11. The method as recited in claim 1, further comprising the step
of tuning a representation to provide an improved representation
for concept detection.
12. The method as recited in claim 11, wherein the step of tuning
includes adjusting representation generation parameters to provide
the improved representation for concept detection.
13. The method as recited in claim 11, wherein the step of
adjusting includes updating at least one parameter from a
repository including associations between concept labels and
representation creation procedures.
14. A program storage device readable by machine, tangibly
embodying a program of instructions executable by the machine to
perform method steps for detecting a concept from digital content,
as recited in claim 1.
15. A method for detecting a concept from digital content,
comprising the steps of: providing digital content; representing
the digital content in a plurality of representations; generating a
set of regions for each of the plurality of representations for the
same data content; simultaneously detecting a plurality of concepts
from the regions; scoring each region based on confidence that the
concepts exist in each region; and processing region scores.
16. The method as recited in claim 15, wherein the step of
representing includes generating one or more of a color-based
representation, a layout-based representation, a texture-based
representation and a grid-based representation.
17. The method as recited in claim 15, wherein the plurality of
representations includes redundant content.
18. The method as recited in claim 15, wherein the step of
generating includes combining representations to create a
representation suitable for concept detection.
19. The method as recited in claim 15, wherein the step of
generating includes generating the plurality of representations
independent of a process employed for generating a given
representation for input content.
20. The method as recited in claim 15, wherein the step of
detecting includes employing concept models to determine if the
concept is present in the representation.
21. The method as recited in claim 15, further comprising the step
of tuning a representation to provide an improved representation
for concept detection.
22. The method as recited in claim 21, wherein the step of tuning
includes adjusting representation generation parameters to provide
the improved representation for concept detection.
23. A program storage device readable by machine, tangibly
embodying a program of instructions executable by the machine to
perform method steps for detecting a concept from digital content,
as recited in claim 15.
24. A system for detecting a concept from digital content,
comprising: a representation generation module which represents
digital content in a plurality of representations by generating a
set of regions for each of the plurality of representations for the
same data content; and at least one concept detector which
simultaneously detects a plurality of concepts from the regions by
comparing data in the region to concept models and scoring each
region based on confidence that the concept exists in that
region.
25. The system as recited in claim 24, further comprising a
combiner, which combines representations to create a representation
suitable for concept detection.
26. The system as recited in claim 24, further comprising a
representation tuner to provide an improved representation for
concept detection by adjusting representation generation parameters
to provide the improved representation.
27. The system as recited in claim 24, wherein the parameters are
included in a repository, which includes associations between
concept labels and representation creation procedures.

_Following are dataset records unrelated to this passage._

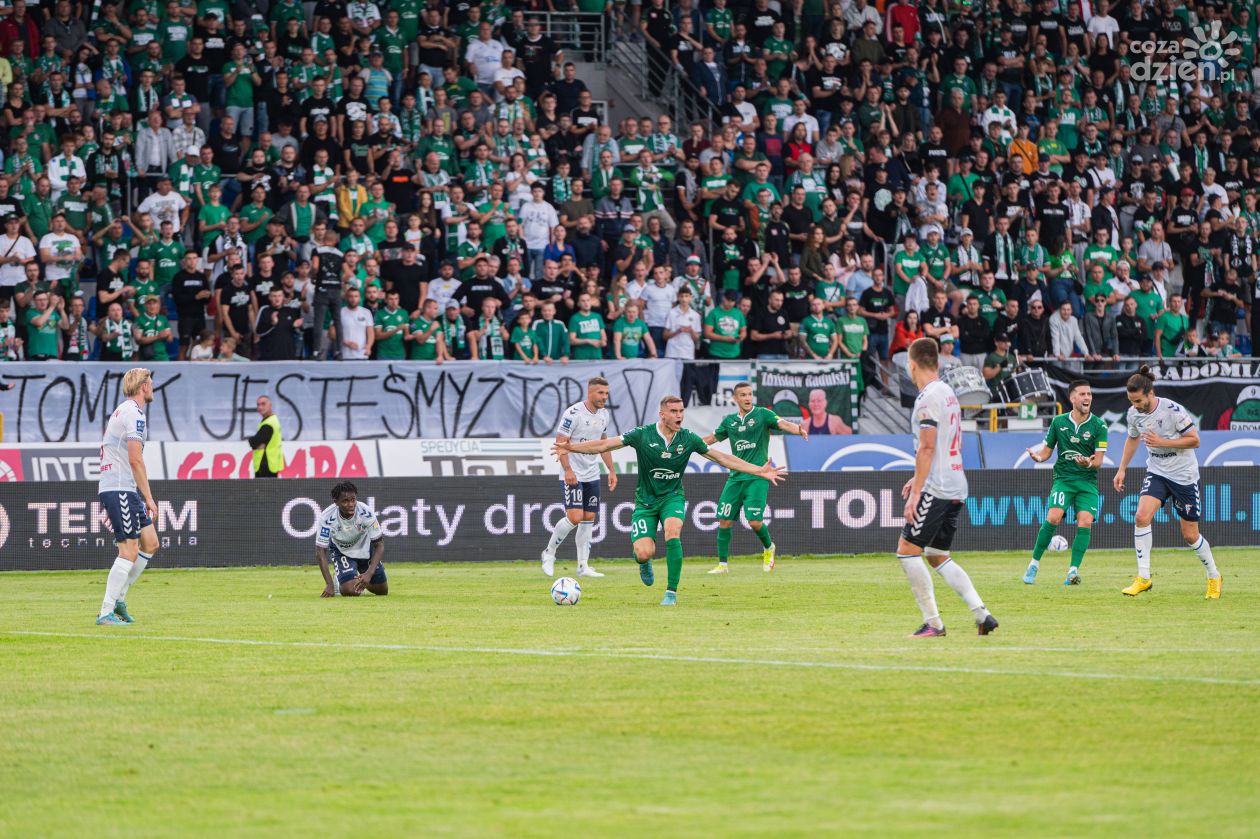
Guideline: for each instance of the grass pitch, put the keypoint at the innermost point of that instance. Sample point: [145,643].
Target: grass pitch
[785,704]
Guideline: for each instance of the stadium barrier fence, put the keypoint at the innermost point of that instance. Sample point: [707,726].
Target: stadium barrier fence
[470,519]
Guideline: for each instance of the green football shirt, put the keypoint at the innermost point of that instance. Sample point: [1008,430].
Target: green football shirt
[391,348]
[662,462]
[750,437]
[818,333]
[150,326]
[423,350]
[630,335]
[42,340]
[587,326]
[853,331]
[1173,331]
[1072,439]
[726,323]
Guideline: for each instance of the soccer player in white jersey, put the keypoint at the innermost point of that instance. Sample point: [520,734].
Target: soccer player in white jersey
[1172,473]
[935,495]
[125,495]
[582,422]
[350,541]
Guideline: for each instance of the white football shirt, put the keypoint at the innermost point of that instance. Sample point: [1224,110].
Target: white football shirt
[1169,421]
[353,537]
[580,425]
[936,407]
[126,422]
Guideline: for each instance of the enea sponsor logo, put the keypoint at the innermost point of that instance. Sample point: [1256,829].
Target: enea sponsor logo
[57,525]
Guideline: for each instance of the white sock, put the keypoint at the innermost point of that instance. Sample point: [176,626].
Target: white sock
[1205,554]
[562,529]
[921,585]
[584,543]
[136,570]
[115,585]
[953,573]
[1142,542]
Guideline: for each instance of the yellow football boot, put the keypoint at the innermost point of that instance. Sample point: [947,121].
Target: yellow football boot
[1139,585]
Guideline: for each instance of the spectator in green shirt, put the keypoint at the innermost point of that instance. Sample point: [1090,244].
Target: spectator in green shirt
[726,328]
[151,330]
[586,331]
[391,325]
[426,334]
[630,335]
[1171,329]
[523,348]
[42,328]
[551,336]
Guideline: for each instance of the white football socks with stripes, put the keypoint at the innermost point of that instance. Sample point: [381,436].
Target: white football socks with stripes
[921,585]
[562,529]
[1205,554]
[115,585]
[584,543]
[953,573]
[137,568]
[1142,542]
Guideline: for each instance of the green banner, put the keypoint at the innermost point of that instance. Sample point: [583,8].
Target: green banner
[823,396]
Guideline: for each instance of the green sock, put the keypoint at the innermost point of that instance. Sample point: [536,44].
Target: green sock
[723,544]
[1080,544]
[1043,536]
[674,561]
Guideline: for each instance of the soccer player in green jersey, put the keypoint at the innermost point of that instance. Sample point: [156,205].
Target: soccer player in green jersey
[749,431]
[663,450]
[1081,442]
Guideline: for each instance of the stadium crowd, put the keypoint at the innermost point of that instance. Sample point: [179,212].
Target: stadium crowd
[252,180]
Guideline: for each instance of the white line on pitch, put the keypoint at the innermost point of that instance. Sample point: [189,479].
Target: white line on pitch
[648,656]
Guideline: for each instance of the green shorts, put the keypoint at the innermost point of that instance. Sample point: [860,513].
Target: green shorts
[1080,495]
[647,517]
[750,495]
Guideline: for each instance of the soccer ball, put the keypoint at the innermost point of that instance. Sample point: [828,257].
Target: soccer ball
[566,591]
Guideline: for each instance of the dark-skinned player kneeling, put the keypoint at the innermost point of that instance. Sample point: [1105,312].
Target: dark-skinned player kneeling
[350,541]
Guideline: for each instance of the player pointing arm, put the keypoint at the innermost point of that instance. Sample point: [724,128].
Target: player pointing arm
[771,473]
[749,431]
[663,450]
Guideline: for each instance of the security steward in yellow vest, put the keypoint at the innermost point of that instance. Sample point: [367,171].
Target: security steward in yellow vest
[269,457]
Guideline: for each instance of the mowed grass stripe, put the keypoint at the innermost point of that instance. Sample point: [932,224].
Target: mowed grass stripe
[640,656]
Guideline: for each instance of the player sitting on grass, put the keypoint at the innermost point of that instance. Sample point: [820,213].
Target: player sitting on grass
[663,450]
[1081,442]
[749,431]
[349,534]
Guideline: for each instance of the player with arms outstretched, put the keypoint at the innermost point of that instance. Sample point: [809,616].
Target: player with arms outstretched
[749,431]
[1081,442]
[1172,473]
[663,450]
[935,495]
[125,495]
[350,539]
[582,422]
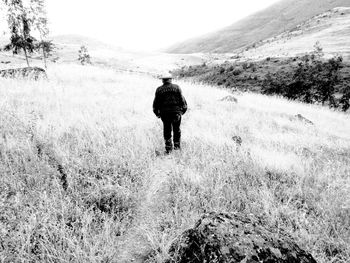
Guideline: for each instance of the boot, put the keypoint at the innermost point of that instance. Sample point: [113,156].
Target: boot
[168,146]
[177,146]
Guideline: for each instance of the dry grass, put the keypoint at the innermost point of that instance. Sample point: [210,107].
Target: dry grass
[93,132]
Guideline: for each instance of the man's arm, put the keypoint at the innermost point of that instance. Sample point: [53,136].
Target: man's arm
[184,104]
[155,106]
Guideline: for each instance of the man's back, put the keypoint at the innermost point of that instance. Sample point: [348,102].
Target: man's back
[169,98]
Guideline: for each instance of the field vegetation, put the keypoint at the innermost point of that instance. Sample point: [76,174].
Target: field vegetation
[82,179]
[309,78]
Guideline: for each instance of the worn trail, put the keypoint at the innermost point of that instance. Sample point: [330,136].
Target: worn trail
[138,243]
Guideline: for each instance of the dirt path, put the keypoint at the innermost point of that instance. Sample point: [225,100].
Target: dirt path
[137,244]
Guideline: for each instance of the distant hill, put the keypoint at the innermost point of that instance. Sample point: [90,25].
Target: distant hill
[331,29]
[78,40]
[267,23]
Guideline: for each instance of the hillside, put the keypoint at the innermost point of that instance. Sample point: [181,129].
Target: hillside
[331,29]
[103,55]
[282,16]
[82,179]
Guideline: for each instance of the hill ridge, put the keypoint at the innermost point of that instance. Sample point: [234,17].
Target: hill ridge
[259,26]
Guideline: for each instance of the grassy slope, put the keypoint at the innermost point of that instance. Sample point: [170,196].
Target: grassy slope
[123,202]
[331,29]
[270,22]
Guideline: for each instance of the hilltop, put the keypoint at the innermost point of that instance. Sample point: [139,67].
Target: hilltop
[103,55]
[330,29]
[276,19]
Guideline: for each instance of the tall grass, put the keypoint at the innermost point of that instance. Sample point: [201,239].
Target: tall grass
[81,180]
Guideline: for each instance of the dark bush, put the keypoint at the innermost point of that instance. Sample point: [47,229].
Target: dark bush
[311,81]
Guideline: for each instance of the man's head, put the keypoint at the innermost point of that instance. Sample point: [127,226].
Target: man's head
[166,78]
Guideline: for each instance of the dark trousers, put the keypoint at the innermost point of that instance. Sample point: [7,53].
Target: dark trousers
[171,123]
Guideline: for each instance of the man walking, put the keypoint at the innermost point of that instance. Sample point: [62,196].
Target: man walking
[169,104]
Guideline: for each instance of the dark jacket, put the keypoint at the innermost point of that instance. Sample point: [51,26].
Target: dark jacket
[168,99]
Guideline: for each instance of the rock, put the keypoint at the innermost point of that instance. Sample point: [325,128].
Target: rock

28. The system as recited in claim 24, further comprising a score
processing module, which processes the region scores generated for
each concept from the plurality of representations to create an
overall confidence score for each concept.
Description
BACKGROUND
[0001] 1. Technical Field
[0002] The present disclosure relates a method and system for
generating concept-specific data representations for multi-concept
detection, and more particularly, to a system and method which
employs more than one data representation in concept detection.

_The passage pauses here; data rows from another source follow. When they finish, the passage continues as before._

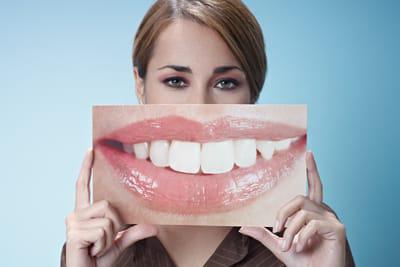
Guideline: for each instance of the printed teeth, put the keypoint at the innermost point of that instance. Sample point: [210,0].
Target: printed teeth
[208,158]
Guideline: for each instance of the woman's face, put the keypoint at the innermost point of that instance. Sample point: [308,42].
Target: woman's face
[192,64]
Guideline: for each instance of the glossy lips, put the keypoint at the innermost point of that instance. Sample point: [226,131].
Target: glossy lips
[165,190]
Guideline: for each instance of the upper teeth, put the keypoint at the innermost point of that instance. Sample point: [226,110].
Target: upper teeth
[210,157]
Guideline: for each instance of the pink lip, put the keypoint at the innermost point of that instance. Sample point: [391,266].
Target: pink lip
[165,190]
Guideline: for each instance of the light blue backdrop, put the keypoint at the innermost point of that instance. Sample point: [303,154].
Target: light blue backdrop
[58,58]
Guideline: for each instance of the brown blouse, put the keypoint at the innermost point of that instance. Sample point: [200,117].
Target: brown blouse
[235,250]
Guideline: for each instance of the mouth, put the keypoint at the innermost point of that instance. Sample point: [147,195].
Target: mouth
[176,165]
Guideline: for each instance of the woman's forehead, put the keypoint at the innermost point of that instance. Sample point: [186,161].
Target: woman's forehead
[191,44]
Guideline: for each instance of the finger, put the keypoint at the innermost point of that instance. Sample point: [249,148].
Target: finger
[325,229]
[128,237]
[293,206]
[300,219]
[100,243]
[106,224]
[84,238]
[100,209]
[313,178]
[82,197]
[267,238]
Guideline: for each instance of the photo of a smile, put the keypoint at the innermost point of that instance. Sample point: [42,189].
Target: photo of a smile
[177,165]
[199,164]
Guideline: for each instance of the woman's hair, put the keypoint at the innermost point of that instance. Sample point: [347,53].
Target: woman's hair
[231,19]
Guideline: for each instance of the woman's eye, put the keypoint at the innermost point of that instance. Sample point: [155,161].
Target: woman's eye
[175,82]
[227,84]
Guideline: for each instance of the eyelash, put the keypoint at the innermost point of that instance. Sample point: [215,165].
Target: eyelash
[180,80]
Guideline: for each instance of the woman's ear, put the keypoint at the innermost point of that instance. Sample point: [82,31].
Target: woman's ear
[139,86]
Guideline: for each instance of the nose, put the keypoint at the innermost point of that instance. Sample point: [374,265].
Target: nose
[199,95]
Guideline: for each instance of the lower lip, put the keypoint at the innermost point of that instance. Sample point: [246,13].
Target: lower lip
[165,190]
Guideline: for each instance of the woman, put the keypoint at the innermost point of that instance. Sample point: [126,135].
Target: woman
[209,52]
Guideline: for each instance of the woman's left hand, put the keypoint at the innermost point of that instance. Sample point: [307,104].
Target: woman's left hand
[313,237]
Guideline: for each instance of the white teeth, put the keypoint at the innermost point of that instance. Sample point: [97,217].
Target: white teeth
[217,157]
[245,152]
[127,148]
[266,148]
[141,150]
[184,156]
[282,144]
[159,153]
[211,157]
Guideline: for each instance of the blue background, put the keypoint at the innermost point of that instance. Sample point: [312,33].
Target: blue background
[58,58]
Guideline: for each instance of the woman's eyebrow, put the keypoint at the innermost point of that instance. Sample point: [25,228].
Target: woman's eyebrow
[224,69]
[217,70]
[177,68]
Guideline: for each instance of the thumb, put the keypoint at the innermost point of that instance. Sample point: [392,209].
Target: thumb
[266,237]
[128,237]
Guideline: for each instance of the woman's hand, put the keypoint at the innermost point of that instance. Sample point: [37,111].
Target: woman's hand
[313,237]
[94,232]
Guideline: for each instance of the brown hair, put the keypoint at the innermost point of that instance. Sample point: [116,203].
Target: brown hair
[231,19]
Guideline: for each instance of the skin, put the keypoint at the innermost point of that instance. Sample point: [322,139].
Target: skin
[314,235]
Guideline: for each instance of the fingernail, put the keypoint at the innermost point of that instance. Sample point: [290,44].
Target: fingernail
[284,244]
[298,247]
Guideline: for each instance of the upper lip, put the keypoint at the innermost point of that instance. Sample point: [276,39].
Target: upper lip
[184,129]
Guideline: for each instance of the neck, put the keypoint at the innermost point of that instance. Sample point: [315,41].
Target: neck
[191,245]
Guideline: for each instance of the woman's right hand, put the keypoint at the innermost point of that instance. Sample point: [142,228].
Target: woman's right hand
[94,232]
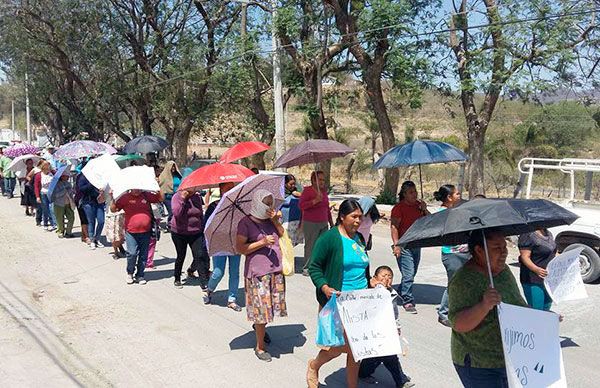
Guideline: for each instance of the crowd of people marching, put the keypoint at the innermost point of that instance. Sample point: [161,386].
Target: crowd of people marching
[336,255]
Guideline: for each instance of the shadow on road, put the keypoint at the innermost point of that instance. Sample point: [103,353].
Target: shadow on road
[567,342]
[220,297]
[163,261]
[338,379]
[285,338]
[428,293]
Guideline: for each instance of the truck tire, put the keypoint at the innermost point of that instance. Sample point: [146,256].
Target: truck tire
[589,262]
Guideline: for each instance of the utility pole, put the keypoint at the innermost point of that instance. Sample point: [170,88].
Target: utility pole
[27,119]
[277,88]
[12,116]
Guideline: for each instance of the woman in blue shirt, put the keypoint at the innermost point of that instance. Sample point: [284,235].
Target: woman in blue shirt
[169,181]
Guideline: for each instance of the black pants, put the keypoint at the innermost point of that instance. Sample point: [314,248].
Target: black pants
[201,261]
[391,363]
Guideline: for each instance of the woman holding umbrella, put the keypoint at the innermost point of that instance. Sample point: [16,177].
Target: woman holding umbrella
[536,250]
[404,214]
[339,263]
[476,343]
[453,256]
[28,194]
[258,239]
[92,202]
[45,177]
[219,262]
[169,181]
[316,214]
[187,230]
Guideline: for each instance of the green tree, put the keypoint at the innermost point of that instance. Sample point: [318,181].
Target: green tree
[510,53]
[381,52]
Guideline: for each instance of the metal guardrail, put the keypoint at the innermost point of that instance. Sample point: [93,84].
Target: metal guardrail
[569,166]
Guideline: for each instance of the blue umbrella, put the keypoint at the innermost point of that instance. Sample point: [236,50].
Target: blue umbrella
[420,152]
[56,178]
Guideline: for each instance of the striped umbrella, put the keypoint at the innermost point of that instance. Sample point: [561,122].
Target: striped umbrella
[79,149]
[20,149]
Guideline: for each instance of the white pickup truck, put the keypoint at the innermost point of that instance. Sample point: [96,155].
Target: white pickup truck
[585,231]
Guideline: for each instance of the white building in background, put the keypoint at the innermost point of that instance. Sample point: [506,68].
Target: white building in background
[8,135]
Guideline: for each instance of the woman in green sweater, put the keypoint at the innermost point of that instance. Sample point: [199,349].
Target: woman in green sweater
[476,343]
[339,263]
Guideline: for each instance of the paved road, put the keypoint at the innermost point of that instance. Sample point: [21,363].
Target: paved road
[69,319]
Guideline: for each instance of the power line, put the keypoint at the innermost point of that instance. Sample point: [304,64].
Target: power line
[393,26]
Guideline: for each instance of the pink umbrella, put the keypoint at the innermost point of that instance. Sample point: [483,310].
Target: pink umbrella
[79,149]
[221,227]
[312,151]
[243,150]
[20,149]
[109,149]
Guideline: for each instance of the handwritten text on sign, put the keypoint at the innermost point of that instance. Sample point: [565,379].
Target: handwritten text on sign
[531,347]
[564,277]
[368,318]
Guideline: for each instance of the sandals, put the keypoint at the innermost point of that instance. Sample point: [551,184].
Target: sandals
[312,376]
[267,338]
[206,298]
[263,356]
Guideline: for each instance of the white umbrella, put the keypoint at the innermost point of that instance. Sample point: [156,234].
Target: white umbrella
[100,170]
[18,165]
[133,178]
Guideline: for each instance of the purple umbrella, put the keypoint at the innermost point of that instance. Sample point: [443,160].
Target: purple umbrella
[221,227]
[79,149]
[108,148]
[20,149]
[312,151]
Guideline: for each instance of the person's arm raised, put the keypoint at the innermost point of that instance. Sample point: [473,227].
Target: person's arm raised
[469,318]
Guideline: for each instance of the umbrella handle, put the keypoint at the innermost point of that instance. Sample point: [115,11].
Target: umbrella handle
[487,259]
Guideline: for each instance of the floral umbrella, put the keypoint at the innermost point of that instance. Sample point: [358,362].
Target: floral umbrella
[221,227]
[79,149]
[20,149]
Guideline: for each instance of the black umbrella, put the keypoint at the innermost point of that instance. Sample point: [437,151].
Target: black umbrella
[507,216]
[145,145]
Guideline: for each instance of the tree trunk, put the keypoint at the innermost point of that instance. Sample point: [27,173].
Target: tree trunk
[180,142]
[262,117]
[349,176]
[476,138]
[375,94]
[316,116]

[0003] 2. Description of the Related Art
[0004] Data management requires the generation of meta-data for
facilitating efficient indexing, filtering and searching
capabilities. It is often necessary to develop tools that allow
users to associate concepts with data. However, the abundance of
data and diversity of concepts makes this a difficult and overly
expensive task. In particular, the task of detecting the concept
using the appropriate set of one or more data representations is
extremely important.
[0005] Given that data management and data management systems are
essential in virtually every industry, concept detection is
becoming more important in data management applications. Learning
and classification techniques are increasingly relevant to
state-of-the art data management systems. From relevance feedback
to statistical semantic modeling, there has been a shift in the
amount of manual supervision needed, from lightweight classifiers
to heavyweight classifiers.
[0006] It is therefore a consequence that machine learning and
classification techniques make an increasing impression on the
state of the art in data management. Techniques that use data
representations for concept detection include, for example, Naphade
et al. (Naphade et al., "A Framework for Moderate Vocabulary
Semantic Visual Concept Detection", IEEE International Conference
on Multimedia and Expo 2003). Similar techniques exist for
detection of concepts from text, media, etc.

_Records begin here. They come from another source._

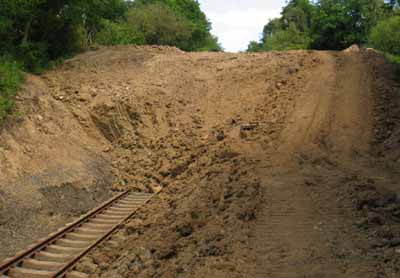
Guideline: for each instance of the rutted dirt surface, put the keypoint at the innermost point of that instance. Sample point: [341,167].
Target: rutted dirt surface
[271,164]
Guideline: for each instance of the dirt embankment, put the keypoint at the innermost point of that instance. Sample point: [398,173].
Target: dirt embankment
[271,164]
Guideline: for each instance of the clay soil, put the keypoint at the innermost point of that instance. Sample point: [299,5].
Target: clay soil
[279,164]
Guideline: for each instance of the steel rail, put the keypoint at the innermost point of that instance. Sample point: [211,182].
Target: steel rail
[15,261]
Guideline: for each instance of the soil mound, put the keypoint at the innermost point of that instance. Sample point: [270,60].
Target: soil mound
[279,164]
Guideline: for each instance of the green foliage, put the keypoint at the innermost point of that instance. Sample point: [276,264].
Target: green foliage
[186,18]
[113,33]
[161,25]
[385,35]
[324,24]
[288,39]
[10,80]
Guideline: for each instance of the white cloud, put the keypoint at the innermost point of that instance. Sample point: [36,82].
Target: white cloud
[238,22]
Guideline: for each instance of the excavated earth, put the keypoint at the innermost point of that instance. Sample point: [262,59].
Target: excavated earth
[279,164]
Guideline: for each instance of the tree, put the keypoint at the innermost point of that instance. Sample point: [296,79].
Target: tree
[161,25]
[386,35]
[191,11]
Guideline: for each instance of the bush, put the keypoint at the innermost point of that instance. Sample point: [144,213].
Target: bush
[160,25]
[288,39]
[386,36]
[33,56]
[118,33]
[10,80]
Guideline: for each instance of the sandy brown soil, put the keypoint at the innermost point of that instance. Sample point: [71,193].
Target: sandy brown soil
[271,164]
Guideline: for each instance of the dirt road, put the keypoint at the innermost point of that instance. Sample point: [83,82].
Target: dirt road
[271,164]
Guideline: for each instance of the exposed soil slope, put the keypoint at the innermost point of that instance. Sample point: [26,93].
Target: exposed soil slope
[271,164]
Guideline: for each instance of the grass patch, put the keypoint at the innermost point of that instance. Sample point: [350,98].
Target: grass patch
[395,59]
[11,78]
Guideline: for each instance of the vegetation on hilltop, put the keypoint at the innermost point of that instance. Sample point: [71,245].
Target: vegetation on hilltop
[36,33]
[333,25]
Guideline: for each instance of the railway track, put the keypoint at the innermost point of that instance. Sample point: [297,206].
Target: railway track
[56,255]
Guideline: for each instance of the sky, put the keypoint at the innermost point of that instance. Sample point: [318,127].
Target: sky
[237,22]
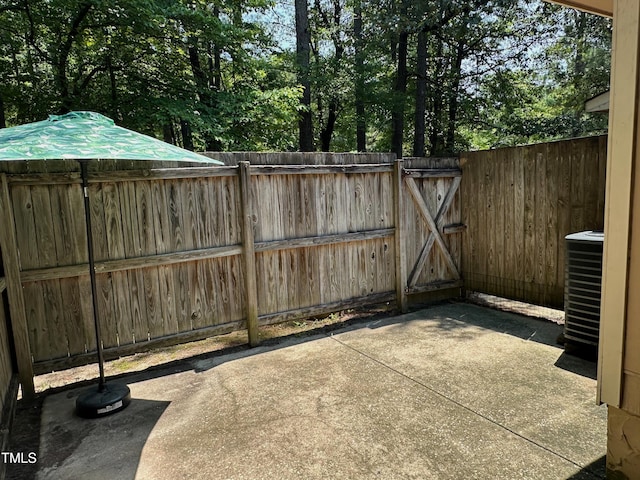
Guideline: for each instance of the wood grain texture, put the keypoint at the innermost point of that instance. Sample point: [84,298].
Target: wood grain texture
[172,247]
[15,292]
[519,203]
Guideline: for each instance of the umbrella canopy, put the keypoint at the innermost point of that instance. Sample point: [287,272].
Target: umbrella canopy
[87,135]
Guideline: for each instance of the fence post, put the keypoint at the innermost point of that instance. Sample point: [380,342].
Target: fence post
[14,291]
[250,283]
[401,260]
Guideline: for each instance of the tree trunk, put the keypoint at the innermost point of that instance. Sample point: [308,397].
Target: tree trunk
[435,128]
[421,87]
[3,120]
[328,129]
[303,50]
[361,125]
[449,145]
[187,137]
[400,90]
[167,133]
[60,67]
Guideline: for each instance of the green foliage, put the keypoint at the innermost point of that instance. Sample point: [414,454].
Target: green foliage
[219,75]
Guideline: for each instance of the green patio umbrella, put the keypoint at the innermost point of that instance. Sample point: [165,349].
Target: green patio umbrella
[86,136]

[0007] One important issue includes the type of representation used
for detection of information in data. In some cases, the
representation may include all the data (an image, a video, a text
document, etc.) or part of the data (a region in an image, a
paragraph in a document, etc.). In many cases, a fixed set of
multiple representations is used. Prominent among these are the
multi-scale techniques that use wavelet-based processing for
detection as in Koller et al. (T. Koller et al., "Multiscale
detection of curvilinear structures in 2-D and 3-D image data", 5th
International Conference on Computer Vision, June 1995.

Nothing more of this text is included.